Both states have Democratic governors who tried to allow election officials to begin processing mail-in ballots before Election Day given the expected surge during the pandemic, but they were blocked by their GOP-controlled legislatures.

In Florida, Biden underperformed Hillary Clinton in Miami-Dade County, the state's biggest and home to a large Cuban-American community that Republicans had targeted. But Biden ran better than Clinton did in 2016 in other counties.

Meanwhile, in the battle for the Senate, Democrats will have a hard time netting the four Senate seats (or three if Biden wins the presidency) they need to take control of the chamber.

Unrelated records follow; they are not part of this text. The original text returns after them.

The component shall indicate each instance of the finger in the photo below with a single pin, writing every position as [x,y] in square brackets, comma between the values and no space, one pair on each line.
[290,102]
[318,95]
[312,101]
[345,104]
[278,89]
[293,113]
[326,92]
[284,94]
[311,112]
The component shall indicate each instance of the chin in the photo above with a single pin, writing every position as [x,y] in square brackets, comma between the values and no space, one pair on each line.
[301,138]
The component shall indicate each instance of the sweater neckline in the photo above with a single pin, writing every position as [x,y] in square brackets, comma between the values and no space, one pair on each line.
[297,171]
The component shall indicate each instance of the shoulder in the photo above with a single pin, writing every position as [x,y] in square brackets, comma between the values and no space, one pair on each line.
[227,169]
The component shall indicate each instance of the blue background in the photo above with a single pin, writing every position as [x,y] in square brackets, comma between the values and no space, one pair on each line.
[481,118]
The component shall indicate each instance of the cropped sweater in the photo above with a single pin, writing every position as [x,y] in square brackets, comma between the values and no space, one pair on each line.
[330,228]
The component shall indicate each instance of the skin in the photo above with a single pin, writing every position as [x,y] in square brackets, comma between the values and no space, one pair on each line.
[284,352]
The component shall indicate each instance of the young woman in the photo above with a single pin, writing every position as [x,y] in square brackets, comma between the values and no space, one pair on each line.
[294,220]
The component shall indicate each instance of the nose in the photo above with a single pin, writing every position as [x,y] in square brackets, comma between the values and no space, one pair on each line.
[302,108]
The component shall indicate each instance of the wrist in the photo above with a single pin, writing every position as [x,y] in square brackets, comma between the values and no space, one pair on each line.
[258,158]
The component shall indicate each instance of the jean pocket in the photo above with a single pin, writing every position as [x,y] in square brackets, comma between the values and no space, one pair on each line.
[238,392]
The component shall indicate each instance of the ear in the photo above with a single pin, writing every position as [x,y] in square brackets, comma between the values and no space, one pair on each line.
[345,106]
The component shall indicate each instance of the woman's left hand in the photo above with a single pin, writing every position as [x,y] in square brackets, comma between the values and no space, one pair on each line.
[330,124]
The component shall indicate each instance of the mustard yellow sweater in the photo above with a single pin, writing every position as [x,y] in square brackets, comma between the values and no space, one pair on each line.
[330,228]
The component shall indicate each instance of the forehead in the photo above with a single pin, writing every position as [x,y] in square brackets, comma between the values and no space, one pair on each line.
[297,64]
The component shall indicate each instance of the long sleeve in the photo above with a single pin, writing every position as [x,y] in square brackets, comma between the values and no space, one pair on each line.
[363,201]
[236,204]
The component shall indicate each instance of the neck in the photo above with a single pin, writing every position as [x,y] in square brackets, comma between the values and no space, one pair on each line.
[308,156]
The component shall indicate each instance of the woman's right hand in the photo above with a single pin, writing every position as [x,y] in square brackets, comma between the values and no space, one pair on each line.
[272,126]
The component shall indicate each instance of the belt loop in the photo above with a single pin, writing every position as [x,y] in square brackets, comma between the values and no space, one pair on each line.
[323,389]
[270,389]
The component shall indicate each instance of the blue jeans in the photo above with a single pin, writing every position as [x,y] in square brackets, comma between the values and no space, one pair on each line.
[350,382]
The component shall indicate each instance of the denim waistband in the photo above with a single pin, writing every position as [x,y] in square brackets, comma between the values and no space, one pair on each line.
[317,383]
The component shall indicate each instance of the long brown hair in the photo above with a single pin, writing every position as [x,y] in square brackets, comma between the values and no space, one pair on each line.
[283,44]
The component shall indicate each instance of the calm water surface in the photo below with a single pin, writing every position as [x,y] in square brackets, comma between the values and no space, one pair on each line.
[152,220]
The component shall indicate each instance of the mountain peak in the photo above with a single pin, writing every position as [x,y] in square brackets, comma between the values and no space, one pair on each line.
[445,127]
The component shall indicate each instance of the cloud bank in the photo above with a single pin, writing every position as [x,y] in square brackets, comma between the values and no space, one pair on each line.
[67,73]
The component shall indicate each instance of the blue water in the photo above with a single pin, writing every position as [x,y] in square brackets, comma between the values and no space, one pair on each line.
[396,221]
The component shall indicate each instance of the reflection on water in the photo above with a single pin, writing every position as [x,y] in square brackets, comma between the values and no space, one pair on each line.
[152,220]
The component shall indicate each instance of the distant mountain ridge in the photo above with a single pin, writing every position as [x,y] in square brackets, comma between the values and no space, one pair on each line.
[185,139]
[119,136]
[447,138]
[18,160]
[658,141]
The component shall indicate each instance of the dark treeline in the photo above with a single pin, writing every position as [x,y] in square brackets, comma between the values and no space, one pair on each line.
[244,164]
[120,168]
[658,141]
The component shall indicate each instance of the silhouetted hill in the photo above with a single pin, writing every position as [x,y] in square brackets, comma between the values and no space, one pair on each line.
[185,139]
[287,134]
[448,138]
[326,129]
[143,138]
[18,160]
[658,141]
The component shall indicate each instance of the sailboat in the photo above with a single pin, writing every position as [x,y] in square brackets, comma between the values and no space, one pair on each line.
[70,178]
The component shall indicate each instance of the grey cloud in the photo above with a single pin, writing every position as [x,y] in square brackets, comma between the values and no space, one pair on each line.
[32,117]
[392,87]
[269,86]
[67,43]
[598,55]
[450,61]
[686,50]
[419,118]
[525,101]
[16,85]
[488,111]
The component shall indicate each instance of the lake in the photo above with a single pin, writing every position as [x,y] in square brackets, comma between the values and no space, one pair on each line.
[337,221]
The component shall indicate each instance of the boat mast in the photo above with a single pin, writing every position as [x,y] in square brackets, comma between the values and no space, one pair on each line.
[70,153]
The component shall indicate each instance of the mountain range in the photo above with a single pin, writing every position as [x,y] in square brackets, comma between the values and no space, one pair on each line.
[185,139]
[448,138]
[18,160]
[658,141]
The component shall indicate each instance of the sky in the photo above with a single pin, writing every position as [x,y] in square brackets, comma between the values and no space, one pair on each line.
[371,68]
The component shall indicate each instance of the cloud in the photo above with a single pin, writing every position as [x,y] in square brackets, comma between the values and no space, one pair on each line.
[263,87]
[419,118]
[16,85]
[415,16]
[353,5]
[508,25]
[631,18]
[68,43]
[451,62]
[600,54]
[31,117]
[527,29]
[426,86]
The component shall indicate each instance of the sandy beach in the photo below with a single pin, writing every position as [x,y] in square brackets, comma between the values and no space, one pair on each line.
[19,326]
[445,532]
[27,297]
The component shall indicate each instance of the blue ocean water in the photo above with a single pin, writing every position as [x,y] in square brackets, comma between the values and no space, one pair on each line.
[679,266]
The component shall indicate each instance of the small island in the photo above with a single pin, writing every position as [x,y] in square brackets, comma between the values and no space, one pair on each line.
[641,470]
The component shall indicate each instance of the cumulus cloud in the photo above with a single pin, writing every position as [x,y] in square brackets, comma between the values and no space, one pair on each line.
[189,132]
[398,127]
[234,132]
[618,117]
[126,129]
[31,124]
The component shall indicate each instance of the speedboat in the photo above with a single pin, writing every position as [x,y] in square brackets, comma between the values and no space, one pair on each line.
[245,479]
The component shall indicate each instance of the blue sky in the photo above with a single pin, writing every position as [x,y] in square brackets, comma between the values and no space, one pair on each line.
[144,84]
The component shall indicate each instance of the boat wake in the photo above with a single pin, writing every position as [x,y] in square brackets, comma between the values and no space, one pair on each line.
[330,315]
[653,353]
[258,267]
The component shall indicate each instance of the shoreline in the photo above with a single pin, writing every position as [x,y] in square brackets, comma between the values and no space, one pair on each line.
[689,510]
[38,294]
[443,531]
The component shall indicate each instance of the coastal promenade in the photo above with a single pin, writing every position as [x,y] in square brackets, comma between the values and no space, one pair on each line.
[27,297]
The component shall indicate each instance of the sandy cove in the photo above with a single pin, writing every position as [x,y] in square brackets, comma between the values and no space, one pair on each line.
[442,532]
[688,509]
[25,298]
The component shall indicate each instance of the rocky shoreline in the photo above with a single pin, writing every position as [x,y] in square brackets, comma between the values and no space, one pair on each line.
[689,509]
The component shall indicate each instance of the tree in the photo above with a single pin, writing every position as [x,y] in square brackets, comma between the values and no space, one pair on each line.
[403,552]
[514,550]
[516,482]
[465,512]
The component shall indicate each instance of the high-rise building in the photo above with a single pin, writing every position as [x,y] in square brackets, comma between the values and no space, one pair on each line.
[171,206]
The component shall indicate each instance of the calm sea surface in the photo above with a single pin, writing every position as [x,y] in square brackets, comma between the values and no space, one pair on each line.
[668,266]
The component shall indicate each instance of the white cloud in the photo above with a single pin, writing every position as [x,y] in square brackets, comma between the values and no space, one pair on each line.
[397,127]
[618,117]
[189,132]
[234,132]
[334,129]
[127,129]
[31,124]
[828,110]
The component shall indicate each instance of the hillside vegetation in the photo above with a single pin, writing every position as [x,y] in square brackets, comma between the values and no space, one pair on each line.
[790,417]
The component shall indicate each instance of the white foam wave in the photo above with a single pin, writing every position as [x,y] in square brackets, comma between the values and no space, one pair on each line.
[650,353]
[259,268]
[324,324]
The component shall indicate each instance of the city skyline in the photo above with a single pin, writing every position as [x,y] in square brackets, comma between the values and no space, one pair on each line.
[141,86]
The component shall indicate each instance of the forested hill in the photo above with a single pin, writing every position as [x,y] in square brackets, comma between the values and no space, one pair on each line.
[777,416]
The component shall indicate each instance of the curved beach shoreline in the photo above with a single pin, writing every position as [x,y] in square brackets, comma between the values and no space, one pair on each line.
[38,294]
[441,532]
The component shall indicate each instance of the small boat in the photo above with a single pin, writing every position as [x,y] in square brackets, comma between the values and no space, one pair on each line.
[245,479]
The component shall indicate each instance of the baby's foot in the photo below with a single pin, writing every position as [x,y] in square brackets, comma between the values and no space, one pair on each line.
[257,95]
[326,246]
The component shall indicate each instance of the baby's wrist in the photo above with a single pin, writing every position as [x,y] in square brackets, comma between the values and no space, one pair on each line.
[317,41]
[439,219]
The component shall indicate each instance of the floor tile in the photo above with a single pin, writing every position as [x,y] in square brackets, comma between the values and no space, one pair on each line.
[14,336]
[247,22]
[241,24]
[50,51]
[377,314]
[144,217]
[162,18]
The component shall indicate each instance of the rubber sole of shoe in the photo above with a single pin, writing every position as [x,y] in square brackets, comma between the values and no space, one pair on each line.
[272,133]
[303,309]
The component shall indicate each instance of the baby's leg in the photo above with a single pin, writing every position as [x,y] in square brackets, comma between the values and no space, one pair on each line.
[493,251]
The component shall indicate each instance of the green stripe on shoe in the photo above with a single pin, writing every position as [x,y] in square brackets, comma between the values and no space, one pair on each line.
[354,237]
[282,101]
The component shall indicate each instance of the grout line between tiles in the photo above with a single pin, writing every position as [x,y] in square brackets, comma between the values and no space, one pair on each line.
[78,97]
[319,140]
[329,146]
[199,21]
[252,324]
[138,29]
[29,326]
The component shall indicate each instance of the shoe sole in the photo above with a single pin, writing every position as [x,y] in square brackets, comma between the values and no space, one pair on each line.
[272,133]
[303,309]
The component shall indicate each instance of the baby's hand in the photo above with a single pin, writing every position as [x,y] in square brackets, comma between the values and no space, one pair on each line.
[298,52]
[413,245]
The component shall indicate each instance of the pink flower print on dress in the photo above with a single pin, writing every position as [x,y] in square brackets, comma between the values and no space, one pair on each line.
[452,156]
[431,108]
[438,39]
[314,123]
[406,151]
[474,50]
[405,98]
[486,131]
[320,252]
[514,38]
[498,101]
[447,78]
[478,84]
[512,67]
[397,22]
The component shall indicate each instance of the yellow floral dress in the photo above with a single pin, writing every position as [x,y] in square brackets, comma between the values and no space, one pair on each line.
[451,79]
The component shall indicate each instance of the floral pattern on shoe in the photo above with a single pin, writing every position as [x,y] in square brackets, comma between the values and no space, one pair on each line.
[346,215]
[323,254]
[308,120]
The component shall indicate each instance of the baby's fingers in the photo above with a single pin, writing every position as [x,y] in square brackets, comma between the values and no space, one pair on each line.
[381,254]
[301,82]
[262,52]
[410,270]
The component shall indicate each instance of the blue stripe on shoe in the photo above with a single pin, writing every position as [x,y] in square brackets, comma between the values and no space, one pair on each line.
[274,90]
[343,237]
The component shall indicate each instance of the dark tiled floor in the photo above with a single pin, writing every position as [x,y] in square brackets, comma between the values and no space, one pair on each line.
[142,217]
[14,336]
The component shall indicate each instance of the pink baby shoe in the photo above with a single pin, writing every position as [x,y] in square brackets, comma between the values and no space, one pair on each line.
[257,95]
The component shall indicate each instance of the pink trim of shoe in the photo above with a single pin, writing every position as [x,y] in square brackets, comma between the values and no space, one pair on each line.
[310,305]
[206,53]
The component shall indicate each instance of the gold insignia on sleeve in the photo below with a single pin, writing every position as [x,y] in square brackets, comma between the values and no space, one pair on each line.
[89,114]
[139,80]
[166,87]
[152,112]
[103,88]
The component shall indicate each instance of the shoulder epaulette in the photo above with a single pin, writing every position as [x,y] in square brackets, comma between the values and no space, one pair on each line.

While John Hickenlooper defeated Republican incumbent Sen. Cory Gardner, Democrat Doug Jones lost re-election in Alabama and Republican incumbents fended off challenges in Iowa, South Carolina, Kentucky and Texas, according to NBC News.

Critical races in Arizona, Maine and North Carolina have yet to be called while a contested Senate race in Georgia appears headed for a runoff election in January.

More than 100 million voted early this year, doubling the total from 2016, but millions more headed to the polls on Election Day to vote in-person even as cases surged in the worst pandemic in a century.

Early NBC News exit polls show the economy, racial justice and Covid-19 are top concerns while the vast majority of voters said they made up their minds a while ago and just four percent said they decided whom to vote for in the past week, down from 13 percent who were late-deciders in 2016.

Despite fears of massive voter fraud or voter intimidation schemes, polling places appeared to be mostly quiet across the country and few reports of long lines. Still, the post-election period is when many have warned of civil unrest as businesses boarded up their storefronts in anticipation of chaos.